Meng W
Abteilung für Endokrinologie und Stoffwechselkrankheiten, Ernst-Moritz-Arndt-Universität Greifswald.
Z Arztl Fortbild (Jena). 1996 Feb;90(1):43-9.
In the majority of cases, the symptoms of hypothyroidism develop slowly and as a result, they often are not recognized or misjudged for a long time. The complete picture is a late diagnosis. Especially in older patients, the symptoms are quite frequently assigned to the aging process. The most important form is the primary hypothyroidism often caused by auto-immune thyroiditis. The presence of a hypothyroidism should be considered more often and a TSH examination should be run. Normal TSH levels exclude a primary hypothyroidism. Increased TSH levels in conjunction with lowered T4 levels prove the diagnosis. If a secondary form is suspected, complete pituitary diagnostics are mandatory. The substitution therapy is carried out with a medium dosage of levothyroxine, 2.0 micrograms/kg body weight per day. The appropriate dosage should be established slowly using small initial dosages. This is especially important in older patients and in those suffering from coronary disorders. For younger patients and those with a shorter history, a more immediate adjustment is possible. During gravidity, the hormone requirement increasing by 40% must be taken into consideration. The therapeutic effect is shown by the clinic as well as by the TSH level. Overdosage will lead to a reversible appearance of thyreoitoxicosis factitia and require re-adjustment of the dosage. A physiological dosage does not have negative consequences on the bone metabolism. Transitory corrections are possible although a continuous substitution is necessary most of the time. Regular checks must be made as the therapy may be discontinued in 40% of the cases. In case of subclinical hypothyroidism, an indication for treatment does not exist in all patients. However, treatment is indicated if there is a high risk for developing a permanent form of hypothyroidism or if additional findings exist possibly linked to subclinical hypothyroidism. This would make a hormone substitution necessary. In case of doubt, a probatory therapy can be initiated and discontinued after 6-12 months when there is no therapeutic effect.
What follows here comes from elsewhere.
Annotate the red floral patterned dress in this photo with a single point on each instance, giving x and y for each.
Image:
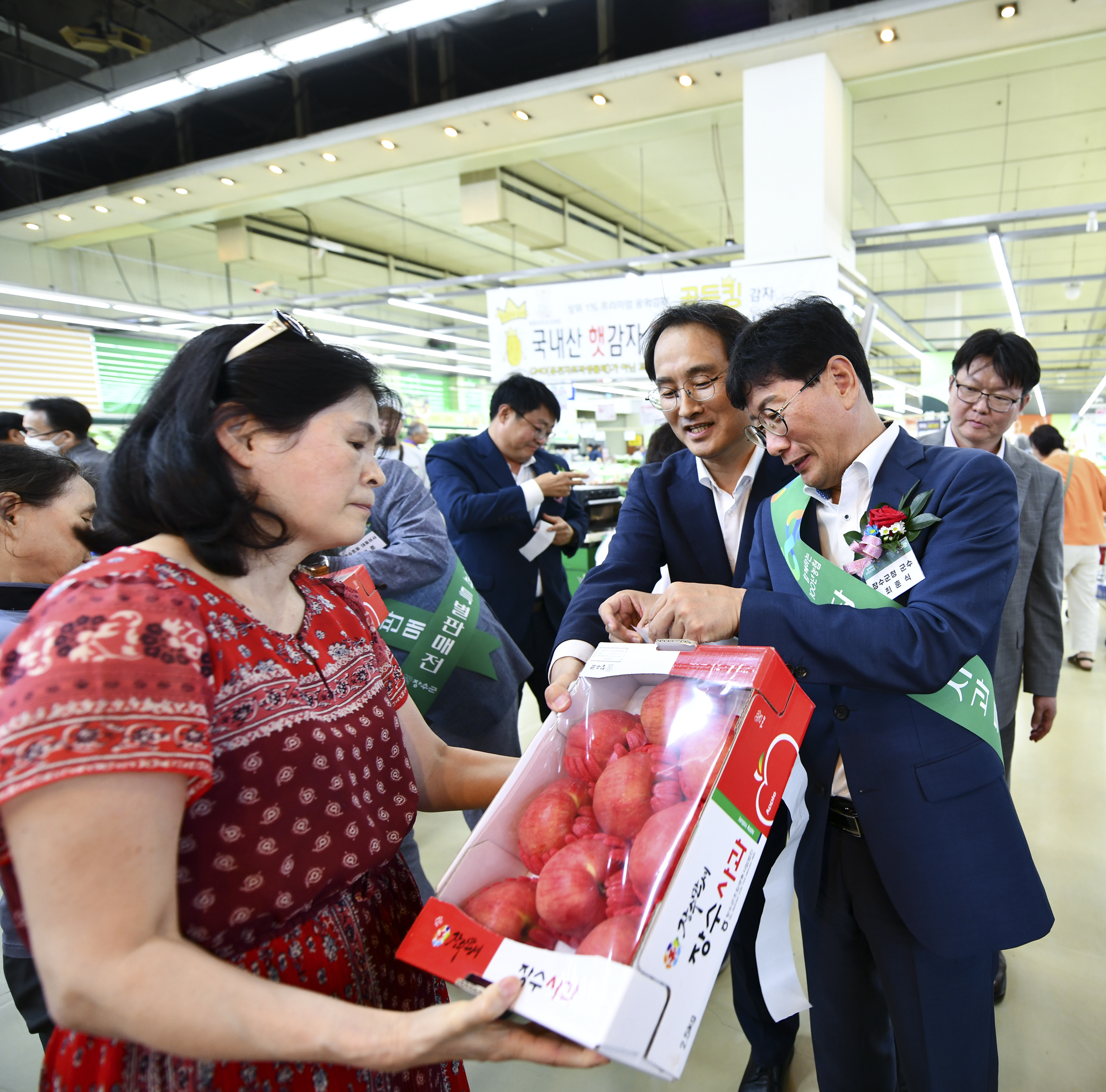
(300, 793)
在大多数情况下,甲状腺功能减退的症状发展缓慢,因此,它们常常在很长一段时间内未被识别或被误诊。完整的病情往往是晚期诊断。特别是在老年患者中,这些症状常常被归因于衰老过程。最重要的形式是原发性甲状腺功能减退,通常由自身免疫性甲状腺炎引起。应更频繁地考虑甲状腺功能减退的存在,并进行促甲状腺激素(TSH)检查。TSH水平正常可排除原发性甲状腺功能减退。TSH水平升高且甲状腺素(T4)水平降低可证实诊断。如果怀疑是继发性形式,则必须进行完整的垂体诊断。替代疗法采用中等剂量的左甲状腺素进行,每天2.0微克/千克体重。应使用小剂量开始缓慢确定合适的剂量。这在老年患者和患有冠状动脉疾病的患者中尤为重要。对于年轻患者和病史较短的患者,可以更快地进行调整。在妊娠期间,必须考虑激素需求量增加40%的情况。临床症状以及TSH水平可显示治疗效果。用药过量会导致人为甲状腺毒症的可逆表现,需要重新调整剂量。生理剂量对骨代谢没有负面影响。虽然大多数时候需要持续替代,但也可能进行临时调整。必须定期检查,因为40%的病例可能需要停止治疗。对于亚临床甲状腺功能减退,并非所有患者都有治疗指征。然而,如果发展为永久性甲状腺功能减退的风险很高,或者存在可能与亚临床甲状腺功能减退相关的其他发现,则表明需要治疗。这将使激素替代成为必要。如有疑问,可以开始试验性治疗,在6至12个月后如果没有治疗效果则停药。